Under the SGR, physicians face steadily declining payments into the foreseeable future -- nearly 40 percent over the next nine years -- even while their practice costs continue to increase. "The Academy has always recognized that medicine is negatively impacted by the SGR formula," said AAFP President Rick Kellerman, M.D., of Wichita, Kan., in an interview. "We (medical associations) should be working together to advance patient care."
In its report, MedPAC explores two possible paths that Congress could take to establish a new payment system. One path would establish expenditure targets based on geographic location and physician subspecialty, a recommendation opposed by the Academy. The other path would repeal the SGR and would not replace it with a specific substitute payment system. This path would require Congress to make decisions on how to update physician payments.

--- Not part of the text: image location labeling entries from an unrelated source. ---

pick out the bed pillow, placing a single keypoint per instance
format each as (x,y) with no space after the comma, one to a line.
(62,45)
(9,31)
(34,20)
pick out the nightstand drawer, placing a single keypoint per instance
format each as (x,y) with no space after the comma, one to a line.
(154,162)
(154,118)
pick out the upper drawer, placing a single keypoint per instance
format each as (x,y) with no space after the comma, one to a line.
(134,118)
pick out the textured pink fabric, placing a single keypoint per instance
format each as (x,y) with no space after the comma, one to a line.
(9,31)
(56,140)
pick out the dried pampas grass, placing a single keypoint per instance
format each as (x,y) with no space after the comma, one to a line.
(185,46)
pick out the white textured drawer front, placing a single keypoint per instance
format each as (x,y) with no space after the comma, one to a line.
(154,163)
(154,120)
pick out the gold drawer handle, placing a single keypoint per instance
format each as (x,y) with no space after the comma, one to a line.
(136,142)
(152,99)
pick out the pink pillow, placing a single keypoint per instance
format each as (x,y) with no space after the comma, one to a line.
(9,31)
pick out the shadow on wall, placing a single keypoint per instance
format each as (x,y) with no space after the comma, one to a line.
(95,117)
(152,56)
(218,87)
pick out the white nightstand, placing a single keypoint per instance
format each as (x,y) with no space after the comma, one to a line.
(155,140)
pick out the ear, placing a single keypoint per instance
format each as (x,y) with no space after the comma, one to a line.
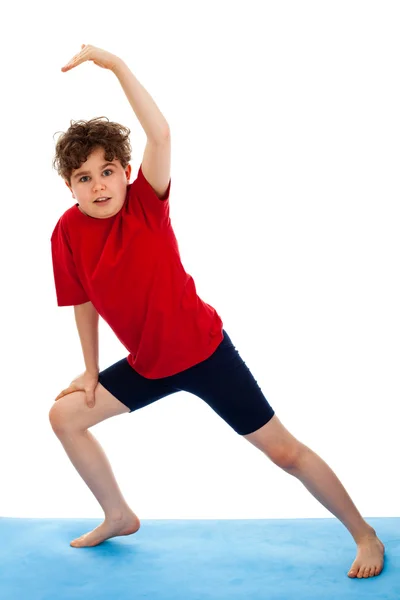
(69,187)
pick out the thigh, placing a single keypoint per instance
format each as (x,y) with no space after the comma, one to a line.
(227,385)
(131,388)
(72,413)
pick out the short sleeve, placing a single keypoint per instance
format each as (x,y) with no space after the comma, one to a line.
(69,290)
(144,201)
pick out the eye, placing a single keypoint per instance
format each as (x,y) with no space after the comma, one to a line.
(107,170)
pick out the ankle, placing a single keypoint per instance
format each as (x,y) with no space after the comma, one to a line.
(368,533)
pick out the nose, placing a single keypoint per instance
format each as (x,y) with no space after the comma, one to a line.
(98,187)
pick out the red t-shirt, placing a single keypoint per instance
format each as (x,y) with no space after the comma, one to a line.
(129,267)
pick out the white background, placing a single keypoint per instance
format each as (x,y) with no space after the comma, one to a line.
(285,129)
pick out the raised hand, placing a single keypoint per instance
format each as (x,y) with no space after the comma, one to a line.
(100,57)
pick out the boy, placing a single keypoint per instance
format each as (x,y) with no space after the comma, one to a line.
(115,254)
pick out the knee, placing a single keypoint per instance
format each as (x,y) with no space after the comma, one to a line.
(288,456)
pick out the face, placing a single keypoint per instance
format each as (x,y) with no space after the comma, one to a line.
(100,179)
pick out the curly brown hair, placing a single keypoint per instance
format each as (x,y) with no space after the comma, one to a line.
(75,145)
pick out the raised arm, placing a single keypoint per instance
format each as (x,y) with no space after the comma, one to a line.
(87,322)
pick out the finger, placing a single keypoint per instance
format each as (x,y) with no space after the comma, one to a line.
(65,392)
(90,401)
(76,60)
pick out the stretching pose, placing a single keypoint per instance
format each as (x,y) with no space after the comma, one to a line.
(115,254)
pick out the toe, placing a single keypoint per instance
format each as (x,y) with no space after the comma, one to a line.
(353,571)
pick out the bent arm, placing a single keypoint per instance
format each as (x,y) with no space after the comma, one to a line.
(87,322)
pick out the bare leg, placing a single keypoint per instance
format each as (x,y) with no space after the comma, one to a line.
(325,486)
(300,461)
(69,417)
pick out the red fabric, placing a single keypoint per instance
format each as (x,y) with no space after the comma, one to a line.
(130,268)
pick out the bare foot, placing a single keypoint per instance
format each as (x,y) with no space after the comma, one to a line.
(128,524)
(369,559)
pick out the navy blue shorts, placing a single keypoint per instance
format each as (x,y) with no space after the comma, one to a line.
(223,381)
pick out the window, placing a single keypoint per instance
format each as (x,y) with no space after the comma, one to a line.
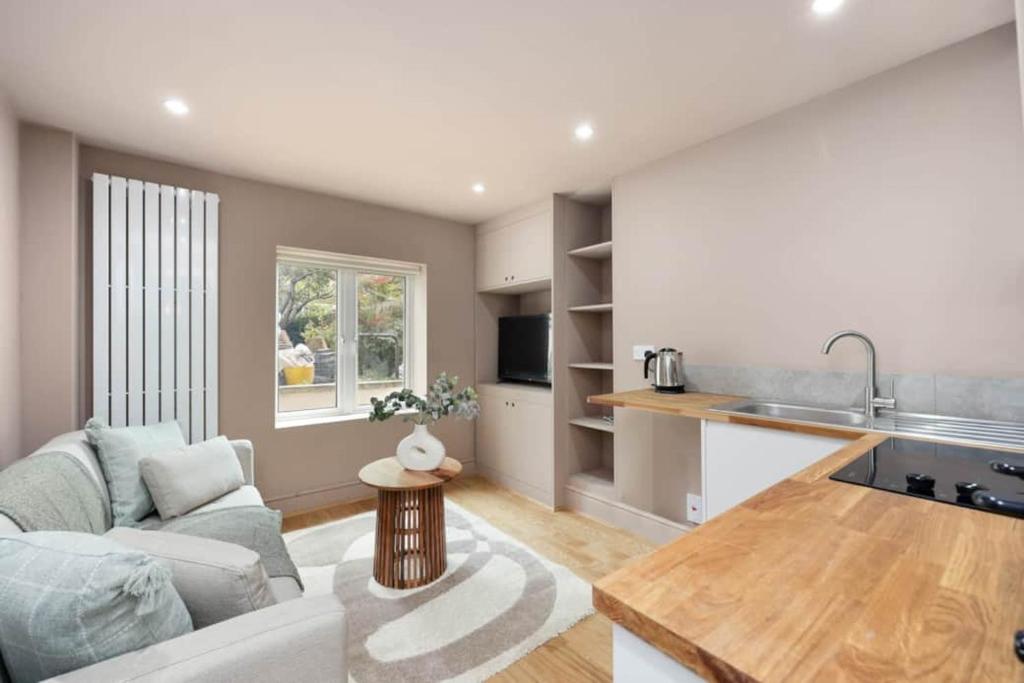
(349,328)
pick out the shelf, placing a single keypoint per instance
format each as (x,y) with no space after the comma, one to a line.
(606,367)
(538,285)
(598,251)
(600,482)
(592,308)
(594,423)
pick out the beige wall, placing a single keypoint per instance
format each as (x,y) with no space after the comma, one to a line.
(10,382)
(303,467)
(49,284)
(895,207)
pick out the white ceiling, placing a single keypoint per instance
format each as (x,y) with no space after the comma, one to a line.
(409,102)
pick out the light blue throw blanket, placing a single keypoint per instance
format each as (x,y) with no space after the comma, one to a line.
(52,492)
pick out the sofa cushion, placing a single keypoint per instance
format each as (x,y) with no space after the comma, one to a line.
(120,449)
(73,599)
(184,478)
(285,588)
(7,526)
(217,581)
(77,445)
(240,498)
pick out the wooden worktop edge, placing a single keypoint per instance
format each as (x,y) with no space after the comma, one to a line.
(704,664)
(676,646)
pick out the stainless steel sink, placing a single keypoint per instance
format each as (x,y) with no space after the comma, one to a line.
(914,425)
(791,413)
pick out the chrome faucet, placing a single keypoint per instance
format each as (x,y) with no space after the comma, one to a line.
(871,399)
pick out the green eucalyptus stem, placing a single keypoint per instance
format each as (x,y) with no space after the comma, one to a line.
(440,400)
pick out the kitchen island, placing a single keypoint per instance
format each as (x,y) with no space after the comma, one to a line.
(818,580)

"Family physicians bring great value to patients and to the health care system in general," said Kellerman. "The Medicare reimbursement structure should recognize and reward family physicians for the value they provide."

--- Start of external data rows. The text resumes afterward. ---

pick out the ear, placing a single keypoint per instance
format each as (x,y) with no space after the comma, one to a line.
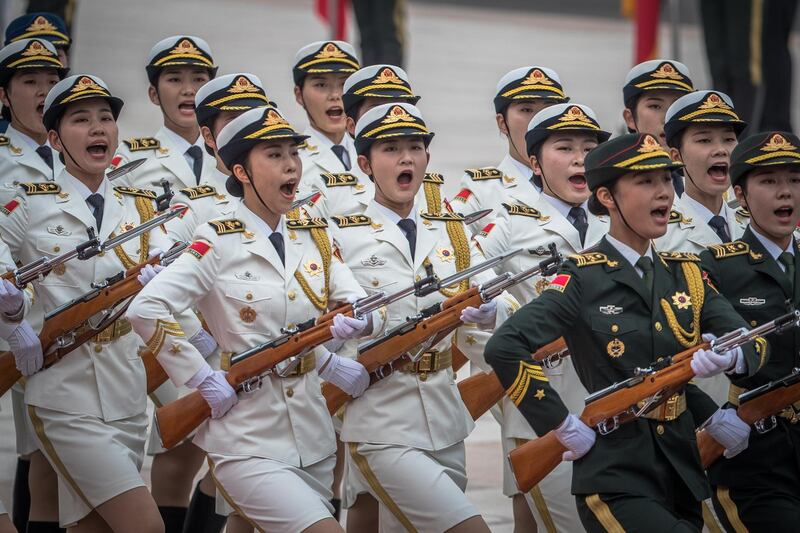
(627,116)
(364,165)
(152,93)
(208,138)
(501,124)
(605,199)
(737,190)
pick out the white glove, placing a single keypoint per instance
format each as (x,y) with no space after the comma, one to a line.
(11,298)
(215,389)
(707,363)
(729,430)
(148,272)
(345,327)
(576,436)
(484,316)
(204,343)
(27,349)
(347,374)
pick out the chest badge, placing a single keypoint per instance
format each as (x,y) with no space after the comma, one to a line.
(681,300)
(445,254)
(615,348)
(752,301)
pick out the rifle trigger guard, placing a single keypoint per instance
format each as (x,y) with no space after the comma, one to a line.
(251,385)
(603,427)
(765,425)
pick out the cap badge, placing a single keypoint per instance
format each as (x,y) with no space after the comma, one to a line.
(397,114)
(387,75)
(536,77)
(714,101)
(41,24)
(649,144)
(778,142)
(36,48)
(242,85)
(666,71)
(185,46)
(330,51)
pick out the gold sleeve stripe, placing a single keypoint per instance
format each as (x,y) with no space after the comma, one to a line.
(163,328)
(519,388)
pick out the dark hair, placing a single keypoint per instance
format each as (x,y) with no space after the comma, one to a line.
(594,205)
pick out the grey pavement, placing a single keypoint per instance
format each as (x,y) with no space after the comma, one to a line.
(455,57)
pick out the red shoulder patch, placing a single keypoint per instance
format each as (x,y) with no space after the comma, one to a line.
(199,249)
(9,207)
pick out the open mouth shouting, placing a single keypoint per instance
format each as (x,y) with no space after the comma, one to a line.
(718,173)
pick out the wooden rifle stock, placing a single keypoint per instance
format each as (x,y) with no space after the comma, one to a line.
(532,461)
(764,406)
(70,320)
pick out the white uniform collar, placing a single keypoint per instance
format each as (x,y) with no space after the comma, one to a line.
(628,253)
(771,247)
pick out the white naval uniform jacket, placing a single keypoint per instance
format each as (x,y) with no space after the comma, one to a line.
(164,161)
(688,232)
(105,380)
(246,296)
(405,409)
(534,228)
(490,190)
(208,201)
(21,163)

In order to do so, the AAFP and three other physician-led organizations -- the American College of Physicians, the American Osteopathic Association and the American Academy of Pediatrics -- are working with the National Committee for Quality Assurance, or NCQA to develop a recognition program for physician practices that want to serve as a patient-centered medical home. Together, the four organizations represent 333,000 physicians.
The coalition is advancing a plan that incorporates a patient-centered, physician-guided medical home. "We would recommend that … Congress might make a physician practice eligible for a per-patient, per month care management medical home fee if that practice has received independent recognition by NCQA or another nonprofit third-party," the Academy said.

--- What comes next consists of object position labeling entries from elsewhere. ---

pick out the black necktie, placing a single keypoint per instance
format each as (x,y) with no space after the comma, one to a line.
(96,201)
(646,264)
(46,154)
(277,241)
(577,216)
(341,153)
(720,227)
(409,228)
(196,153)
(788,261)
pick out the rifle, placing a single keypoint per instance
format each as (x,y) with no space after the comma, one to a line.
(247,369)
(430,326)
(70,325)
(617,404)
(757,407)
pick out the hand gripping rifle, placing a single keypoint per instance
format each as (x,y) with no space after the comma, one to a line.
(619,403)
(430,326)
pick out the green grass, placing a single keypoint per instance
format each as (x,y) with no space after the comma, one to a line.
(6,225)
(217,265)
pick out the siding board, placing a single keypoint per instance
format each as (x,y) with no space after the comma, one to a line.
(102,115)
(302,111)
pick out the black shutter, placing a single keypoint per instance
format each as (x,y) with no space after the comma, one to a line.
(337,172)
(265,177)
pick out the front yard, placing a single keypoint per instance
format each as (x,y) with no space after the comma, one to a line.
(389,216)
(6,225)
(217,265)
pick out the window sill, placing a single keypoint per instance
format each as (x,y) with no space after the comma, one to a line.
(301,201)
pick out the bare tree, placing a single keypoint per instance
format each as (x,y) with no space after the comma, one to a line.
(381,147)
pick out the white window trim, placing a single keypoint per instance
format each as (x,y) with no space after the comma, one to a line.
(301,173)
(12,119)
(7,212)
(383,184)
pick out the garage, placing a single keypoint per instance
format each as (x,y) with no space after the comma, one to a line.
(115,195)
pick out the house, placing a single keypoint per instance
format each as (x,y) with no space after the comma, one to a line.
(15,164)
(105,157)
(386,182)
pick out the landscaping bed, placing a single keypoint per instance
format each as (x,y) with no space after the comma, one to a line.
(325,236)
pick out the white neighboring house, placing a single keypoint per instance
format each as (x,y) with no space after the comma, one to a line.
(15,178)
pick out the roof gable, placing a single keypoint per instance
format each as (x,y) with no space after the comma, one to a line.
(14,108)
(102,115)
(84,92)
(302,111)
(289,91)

The coalition plan includes the following components:
- a personal physician so each patient has an ongoing relationship with a physician trained to provide first contact as well as continuous and comprehensive care;
- a physician-directed medical practice, in which the personal physician leads a team at the practice level that collectively takes responsibility for the ongoing care of patients;
- a whole-person orientation, in which the personal physician is responsible for providing all of the patient's health care needs or taking responsibility for appropriately arranging care with other qualified professionals, including care for patients at all stages of life; and
- care that is coordinated and integrated across the health care system and the patient's community, and that also is facilitated by registries, information technology, health information exchange and other means to ensure patients receive care in a culturally and linguistically appropriate manner.
The Academy concluded its testimony by encouraging Congress to reform the Medicare physician payment system by
- repealing the SGR and replacing it with a system based on the Medicare economic index,
- adopting the patient-centered medical home model and providing compensation to physicians who provide such a home,
- phasing in value-based purchasing by providing a bonus payment to physician practices that report data related to specific quality measures,
- offering low-cost loans to small and medium-sized physician practices so they can purchase health information technology to collect and report quality measurement data, and
- linking physician payments to health care quality and efficiency and rewarding the most effective patient and physician behavior.